JFON immigration attorney Brynne Howard working at refugee "green card" legal clinic.
By: Judy Kading
I would like to dedicate the January 30, 2016 refugee “green card” legal clinic to the 48 Iowa United Methodist Churches that made a special donation to Justice for Our Neighbors during 2015. You don’t know the families that you helped today, but your gifts are part of a cooperative effort to make refugees feel welcome here in Iowa. You are sharing with Justice for Our Neighbors in order to ensure that this much-needed ministry for refugees and immigrants is still reaching out “to welcome the stranger” after 17 years.
During the clinic, families from Somalia, Liberia, Egypt, Congo, Bhutan, and Democratic Republic of Congo made their way to a room at DMACC. They had all come to the United States as refugees and are required to file an immigration application for legal permanent residency, their “green card,” after one year. Many refugees don’t understand this requirement or they don't have the money for an immigration attorney to help them. Many are not able to read English well enough to fill out the application. A group of organizations recognized last year that refugees were having a problem complying.
That problem has been solved for Polk County because of a local grant to a coalition of concerned non-profits in Des Moines. One of the members of this coalition is your ministry, Justice for Our Neighbors. Along with the American Friends Service Committee (AFSC), Refugee RISE AmeriCorps and EMBARC, JFON’s attorney Brynne Howard, a Church and Community Worker with the General Board of Global Ministries, is part of the team hosting nine refugee “green card” legal clinics during 2016. Special help in writing the grant came from Alicia Claypool and Ann Naffier.
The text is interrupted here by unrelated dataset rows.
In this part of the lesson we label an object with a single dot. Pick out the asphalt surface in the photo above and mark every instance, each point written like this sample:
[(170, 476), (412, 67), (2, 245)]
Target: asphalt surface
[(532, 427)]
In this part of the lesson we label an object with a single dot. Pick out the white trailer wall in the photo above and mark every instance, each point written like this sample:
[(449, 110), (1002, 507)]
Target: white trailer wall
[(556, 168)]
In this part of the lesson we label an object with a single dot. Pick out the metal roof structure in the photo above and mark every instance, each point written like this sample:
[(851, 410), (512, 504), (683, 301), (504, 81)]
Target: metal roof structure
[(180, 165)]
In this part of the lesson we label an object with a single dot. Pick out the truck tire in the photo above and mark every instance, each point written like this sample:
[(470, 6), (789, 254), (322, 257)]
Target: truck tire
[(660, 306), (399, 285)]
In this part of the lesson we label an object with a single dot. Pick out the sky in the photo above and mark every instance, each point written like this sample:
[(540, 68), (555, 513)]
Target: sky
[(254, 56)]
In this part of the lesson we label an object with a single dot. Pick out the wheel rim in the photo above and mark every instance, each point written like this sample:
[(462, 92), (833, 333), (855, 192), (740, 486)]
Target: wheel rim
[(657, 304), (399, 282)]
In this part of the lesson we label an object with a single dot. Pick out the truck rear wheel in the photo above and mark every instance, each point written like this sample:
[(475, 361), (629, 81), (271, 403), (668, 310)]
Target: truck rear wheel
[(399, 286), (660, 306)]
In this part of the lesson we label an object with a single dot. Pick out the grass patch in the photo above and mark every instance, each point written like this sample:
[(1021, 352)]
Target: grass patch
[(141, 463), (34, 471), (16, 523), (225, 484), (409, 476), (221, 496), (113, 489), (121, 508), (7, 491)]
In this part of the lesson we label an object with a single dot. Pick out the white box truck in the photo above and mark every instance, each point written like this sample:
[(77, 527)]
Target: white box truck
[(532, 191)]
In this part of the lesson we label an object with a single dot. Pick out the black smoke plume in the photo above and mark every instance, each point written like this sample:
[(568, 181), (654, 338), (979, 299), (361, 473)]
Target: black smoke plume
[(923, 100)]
30 refugees were helped by 24 volunteers who helped fill out paperwork, make needed copies, and assemble packets to send off to USCIS. Ms. Howard, along with Jodie Mashek of AFSC, trained the volunteers several days beforehand. Two AmeriCorps staff, now working from the JFON office, completed all the logistics of recruiting volunteers, finding refugee clients, and arranging for the room at DMACC with computers and the equipment needed to make the day very efficient for the refugees and volunteer workers. Even Grisell Herrera, our legal secretary, administrative assistant and indispensable helper, gave up a part of her Saturday.
I would like to close by quoting the devotion for January 30, in Disciplines, A Book of Daily Devotions published by The Upper Room: “We must continue to trust that the more freely we offer grace, the broader we spread love, the more deeply we work for reconciliation, the more all people sense God’s presence.” P. 47.